L’incidente, avvenuto lungo via Lunga, ha coinvolto anche una Toyota Yaris, i cui due occupanti – seppur feriti in modo lieve – sono stati trasportati in ospedale in condizioni non gravi. Sul posto, oltre ai pompieri, sono intervenuti carabinieri, polizia locale della Valsamoggia e un elicottero del soccorso, mentre le indagini per ricostruire la dinamica sono ancora in corso.
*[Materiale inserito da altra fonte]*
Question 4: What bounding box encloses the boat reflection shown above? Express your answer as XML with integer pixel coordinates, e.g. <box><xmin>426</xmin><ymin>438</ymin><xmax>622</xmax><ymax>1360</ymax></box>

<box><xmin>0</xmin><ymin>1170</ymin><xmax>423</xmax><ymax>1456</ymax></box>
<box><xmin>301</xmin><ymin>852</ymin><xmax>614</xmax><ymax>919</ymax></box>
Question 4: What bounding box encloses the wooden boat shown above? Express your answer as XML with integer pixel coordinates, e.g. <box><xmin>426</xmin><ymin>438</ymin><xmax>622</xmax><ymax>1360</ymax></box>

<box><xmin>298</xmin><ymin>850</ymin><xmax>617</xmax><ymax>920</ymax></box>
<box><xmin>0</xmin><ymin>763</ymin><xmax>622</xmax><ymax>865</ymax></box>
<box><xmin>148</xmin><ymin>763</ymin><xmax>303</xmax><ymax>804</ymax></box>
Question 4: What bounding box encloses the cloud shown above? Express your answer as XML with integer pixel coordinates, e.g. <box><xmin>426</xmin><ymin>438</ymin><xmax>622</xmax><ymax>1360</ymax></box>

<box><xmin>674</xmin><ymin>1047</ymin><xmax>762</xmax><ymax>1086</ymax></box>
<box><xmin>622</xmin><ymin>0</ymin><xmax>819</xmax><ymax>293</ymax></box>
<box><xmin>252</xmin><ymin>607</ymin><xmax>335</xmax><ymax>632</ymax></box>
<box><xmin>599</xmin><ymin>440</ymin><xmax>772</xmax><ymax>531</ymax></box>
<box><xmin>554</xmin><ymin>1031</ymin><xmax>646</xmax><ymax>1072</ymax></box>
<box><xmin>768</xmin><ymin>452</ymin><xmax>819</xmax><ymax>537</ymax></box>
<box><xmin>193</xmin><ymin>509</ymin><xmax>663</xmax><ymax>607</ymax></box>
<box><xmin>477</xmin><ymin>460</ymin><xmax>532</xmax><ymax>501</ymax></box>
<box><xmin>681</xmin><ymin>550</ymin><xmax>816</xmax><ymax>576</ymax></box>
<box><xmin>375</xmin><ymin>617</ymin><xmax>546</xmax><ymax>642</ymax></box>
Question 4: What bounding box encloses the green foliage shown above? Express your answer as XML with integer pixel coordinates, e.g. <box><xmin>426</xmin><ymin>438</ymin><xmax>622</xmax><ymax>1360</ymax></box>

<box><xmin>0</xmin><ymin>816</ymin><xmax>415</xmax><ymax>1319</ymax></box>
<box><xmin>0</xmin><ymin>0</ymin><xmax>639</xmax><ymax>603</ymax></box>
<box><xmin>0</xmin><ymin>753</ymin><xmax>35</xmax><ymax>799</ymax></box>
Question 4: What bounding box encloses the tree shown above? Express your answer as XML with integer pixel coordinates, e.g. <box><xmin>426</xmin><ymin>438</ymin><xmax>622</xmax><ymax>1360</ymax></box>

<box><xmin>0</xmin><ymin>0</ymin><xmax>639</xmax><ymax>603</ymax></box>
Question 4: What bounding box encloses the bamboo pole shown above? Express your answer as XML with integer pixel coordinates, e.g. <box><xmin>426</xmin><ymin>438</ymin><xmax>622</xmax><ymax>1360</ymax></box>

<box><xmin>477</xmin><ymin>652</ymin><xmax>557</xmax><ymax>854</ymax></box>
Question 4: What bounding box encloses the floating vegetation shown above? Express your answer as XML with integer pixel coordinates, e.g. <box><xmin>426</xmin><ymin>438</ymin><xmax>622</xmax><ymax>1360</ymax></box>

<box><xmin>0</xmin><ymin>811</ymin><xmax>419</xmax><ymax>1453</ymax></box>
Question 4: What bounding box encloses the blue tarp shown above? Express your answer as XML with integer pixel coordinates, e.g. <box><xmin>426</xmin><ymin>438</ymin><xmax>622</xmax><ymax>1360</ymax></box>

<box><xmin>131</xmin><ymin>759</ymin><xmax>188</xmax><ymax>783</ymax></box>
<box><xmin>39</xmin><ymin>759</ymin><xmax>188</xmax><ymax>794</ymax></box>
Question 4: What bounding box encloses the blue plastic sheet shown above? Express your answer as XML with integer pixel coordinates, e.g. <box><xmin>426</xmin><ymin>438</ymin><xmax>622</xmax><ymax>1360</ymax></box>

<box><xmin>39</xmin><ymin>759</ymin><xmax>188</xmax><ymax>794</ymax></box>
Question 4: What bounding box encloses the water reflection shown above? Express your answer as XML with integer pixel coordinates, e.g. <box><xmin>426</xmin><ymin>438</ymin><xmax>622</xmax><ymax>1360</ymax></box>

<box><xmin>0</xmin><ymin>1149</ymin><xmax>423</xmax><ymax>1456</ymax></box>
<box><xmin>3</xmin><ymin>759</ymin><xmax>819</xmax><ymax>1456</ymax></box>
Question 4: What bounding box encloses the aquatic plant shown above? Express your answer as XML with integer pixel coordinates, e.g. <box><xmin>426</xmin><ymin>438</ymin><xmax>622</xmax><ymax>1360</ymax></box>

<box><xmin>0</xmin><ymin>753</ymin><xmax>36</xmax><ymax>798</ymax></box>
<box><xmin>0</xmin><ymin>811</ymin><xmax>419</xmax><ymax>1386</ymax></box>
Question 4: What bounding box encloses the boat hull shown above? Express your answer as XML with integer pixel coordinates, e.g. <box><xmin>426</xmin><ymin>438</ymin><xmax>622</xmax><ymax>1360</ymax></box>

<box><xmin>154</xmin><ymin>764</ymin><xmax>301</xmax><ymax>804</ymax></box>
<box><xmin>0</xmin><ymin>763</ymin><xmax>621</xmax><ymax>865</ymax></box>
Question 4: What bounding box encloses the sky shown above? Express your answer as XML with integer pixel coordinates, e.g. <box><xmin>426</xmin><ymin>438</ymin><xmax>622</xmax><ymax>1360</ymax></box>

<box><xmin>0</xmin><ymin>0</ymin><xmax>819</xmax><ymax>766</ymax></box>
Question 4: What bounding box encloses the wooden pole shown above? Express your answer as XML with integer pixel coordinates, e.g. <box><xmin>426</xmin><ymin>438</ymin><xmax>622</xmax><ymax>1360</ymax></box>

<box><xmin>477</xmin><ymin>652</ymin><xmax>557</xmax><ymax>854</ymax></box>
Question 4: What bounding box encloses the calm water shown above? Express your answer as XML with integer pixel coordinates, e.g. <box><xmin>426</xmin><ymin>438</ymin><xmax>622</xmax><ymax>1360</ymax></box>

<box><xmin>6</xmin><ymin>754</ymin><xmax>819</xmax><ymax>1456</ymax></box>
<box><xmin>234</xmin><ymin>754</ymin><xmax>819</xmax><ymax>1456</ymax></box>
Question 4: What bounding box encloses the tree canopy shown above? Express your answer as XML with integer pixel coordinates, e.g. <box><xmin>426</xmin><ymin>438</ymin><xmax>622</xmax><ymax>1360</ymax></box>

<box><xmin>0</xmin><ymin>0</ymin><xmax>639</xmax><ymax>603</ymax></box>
Secondo le prime ricostruzioni, l’autocisterna – diretta verso la nuova Bazzanese – avrebbe urtato l’auto privata prima di uscire di strada e schiantarsi contro l’area parcheggio della Gls, dove l’impatto avrebbe innescato l’esplosione. Le fiamme, divampate in pochi istanti, hanno reso necessaria l’evacuazione della zona circostante, sebbene il rogo sia stato circoscritto senza ulteriori danni a persone o strutture.

Quella di oggi è l’ennesima tragedia legata al trasporto di carburanti su gomma, un settore che, nonostante i controlli, continua a registrare incidenti spesso fatali. Bocchi, con decenni di esperienza alle spalle, è rimasto intrappolato nella cabina senza scampo, mentre il carico altamente infiammabile trasformava il mezzo in una trappola mortale.